Like many of the later prophets, the Book of Zechariah has more prophecy than narrative.
The first prophecy of Zechariah occurs during the second year of the reign of King Darius (Medea). In one night, Zechariah had eight visions, all closely related:
1) A man on a red horse, with three horses behind him, reports that all is quiet in the lands (1:8-12).
2) Four artisans cut down four horns of destruction and then rebuild the city (representing the four nations that destroyed Israel) (2:1-5).
3) He declares that Jerusalem will be rebuilt as a wall-less City of God–in this vision a man sent to measure Jerusalem is sent away (2:8-9).
4) The High Priest Joshua is defended by God from prosecution by the Satan. This vision contains a prophecy referring to Zerubbabel, the descendant of the Davidic line, who will complete the Temple (3:1-10).
5) A menorah with seven lamps and seven spouts is shown. Two olive trees nearby represent the “two sons [messianic figures] of oil who stand by the Lord…” (4:1-5).
6) A large scroll flies through the air, symbolizing a curse upon thieves and those who swear falsely (5:1-4).
7) A woman in a tub is carried in the air to the land of Shinar (Babylon) by two winged women. An angel explains that this symbolizes wickedness being expelled (5:5-11).
8) The most famous vision of Zechariah: Four chariots, harnessed to different colored horses, appear between “mountains of brass” and represent the four winds of Heaven (6:1-8).
After these visions, Zechariah had silver and gold crowns made for Joshua and Zerubbabel.

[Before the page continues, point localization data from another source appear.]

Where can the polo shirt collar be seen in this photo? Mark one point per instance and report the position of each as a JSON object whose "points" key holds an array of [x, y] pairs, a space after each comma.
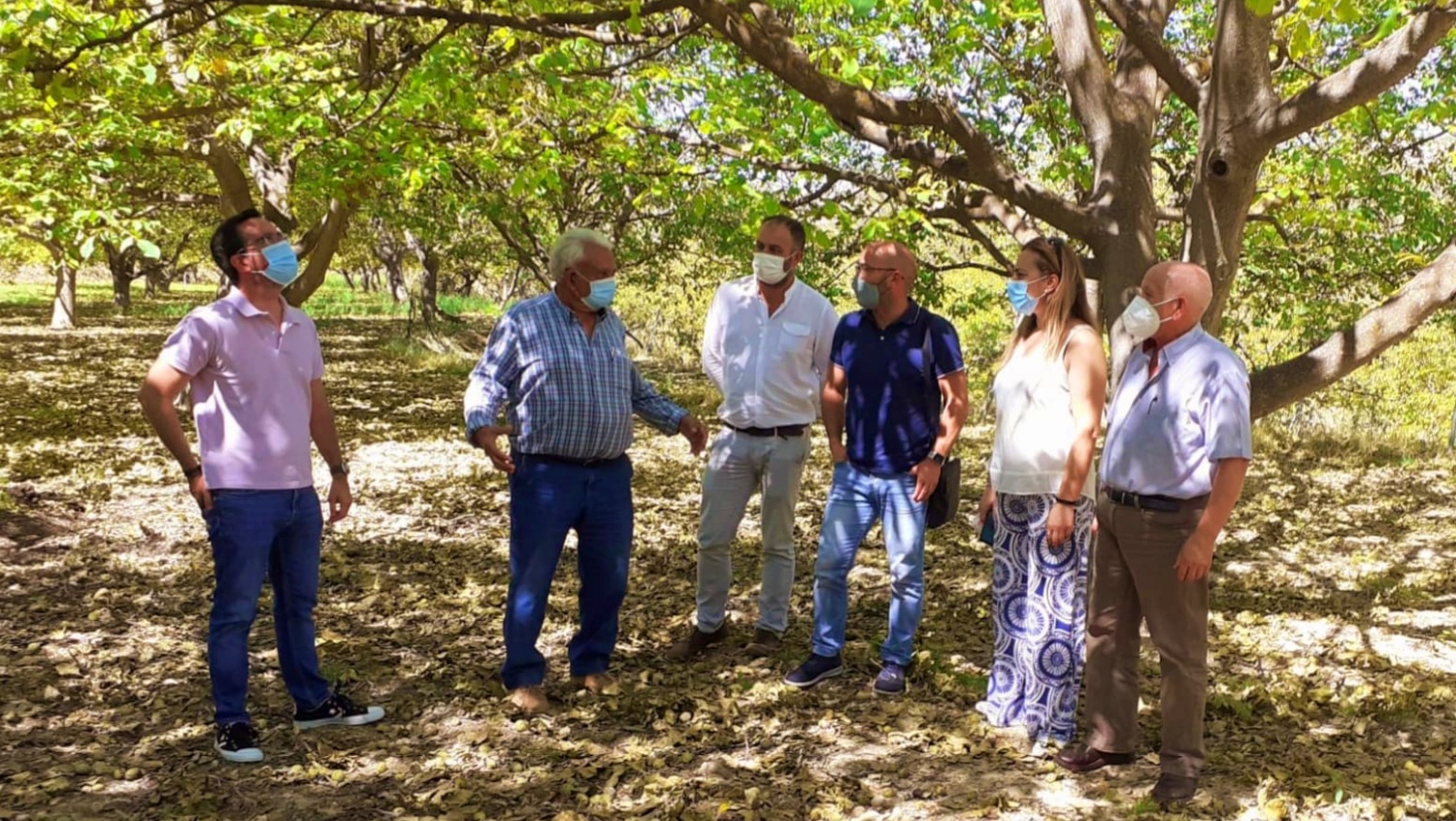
{"points": [[242, 305], [1173, 349], [910, 316]]}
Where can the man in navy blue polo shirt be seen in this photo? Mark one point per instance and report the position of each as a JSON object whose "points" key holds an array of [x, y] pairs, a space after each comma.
{"points": [[900, 431]]}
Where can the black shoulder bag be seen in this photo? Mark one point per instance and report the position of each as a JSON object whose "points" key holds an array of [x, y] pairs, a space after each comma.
{"points": [[943, 501]]}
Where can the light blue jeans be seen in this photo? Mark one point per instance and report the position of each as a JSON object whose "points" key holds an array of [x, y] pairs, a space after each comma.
{"points": [[856, 501], [739, 466]]}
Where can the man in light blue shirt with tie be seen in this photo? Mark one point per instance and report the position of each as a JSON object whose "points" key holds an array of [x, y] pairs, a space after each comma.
{"points": [[1178, 447]]}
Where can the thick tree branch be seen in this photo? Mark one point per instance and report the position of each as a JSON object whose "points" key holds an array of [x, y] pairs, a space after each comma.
{"points": [[1082, 67], [1365, 79], [873, 116], [1344, 351], [1150, 43]]}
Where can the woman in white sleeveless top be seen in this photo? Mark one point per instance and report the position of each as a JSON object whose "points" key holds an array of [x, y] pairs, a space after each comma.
{"points": [[1048, 390]]}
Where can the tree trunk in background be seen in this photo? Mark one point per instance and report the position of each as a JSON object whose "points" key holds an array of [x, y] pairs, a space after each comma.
{"points": [[428, 282], [63, 309]]}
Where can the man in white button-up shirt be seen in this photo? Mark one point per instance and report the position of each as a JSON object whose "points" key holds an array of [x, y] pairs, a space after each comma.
{"points": [[766, 346]]}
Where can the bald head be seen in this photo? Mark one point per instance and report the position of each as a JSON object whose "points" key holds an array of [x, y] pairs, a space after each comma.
{"points": [[1185, 282], [885, 253]]}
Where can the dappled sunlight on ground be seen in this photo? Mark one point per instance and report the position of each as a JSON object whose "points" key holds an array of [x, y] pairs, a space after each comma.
{"points": [[1333, 673]]}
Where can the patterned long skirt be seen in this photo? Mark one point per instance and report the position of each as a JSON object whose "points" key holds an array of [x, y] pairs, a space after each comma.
{"points": [[1039, 606]]}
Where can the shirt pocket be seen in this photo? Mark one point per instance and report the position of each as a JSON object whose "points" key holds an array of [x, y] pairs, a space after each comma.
{"points": [[795, 338]]}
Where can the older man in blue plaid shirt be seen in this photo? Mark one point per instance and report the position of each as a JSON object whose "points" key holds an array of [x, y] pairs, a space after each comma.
{"points": [[558, 364]]}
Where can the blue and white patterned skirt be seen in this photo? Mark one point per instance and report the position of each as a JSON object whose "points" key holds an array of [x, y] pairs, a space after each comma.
{"points": [[1040, 611]]}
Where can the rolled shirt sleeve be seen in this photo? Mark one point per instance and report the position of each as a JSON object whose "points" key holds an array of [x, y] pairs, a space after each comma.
{"points": [[492, 378], [1228, 428], [654, 408]]}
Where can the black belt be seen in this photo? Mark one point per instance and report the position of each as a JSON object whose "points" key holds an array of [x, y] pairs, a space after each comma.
{"points": [[1150, 503], [573, 460], [785, 431]]}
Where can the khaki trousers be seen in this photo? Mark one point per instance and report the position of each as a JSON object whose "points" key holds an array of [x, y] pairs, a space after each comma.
{"points": [[1133, 578]]}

Chapters 9-14 of the Book of Zechariah are extremely complex. This section is generally divided into two prophecies. The first describes the coming of the Messianic age through the judgment on Israel’s enemies, the renunciation of all idols and a declaration of war upon tyrants. The second oracle predicts the future glory of Jerusalem, as well as the turmoil in the world that will lead to the Messianic age.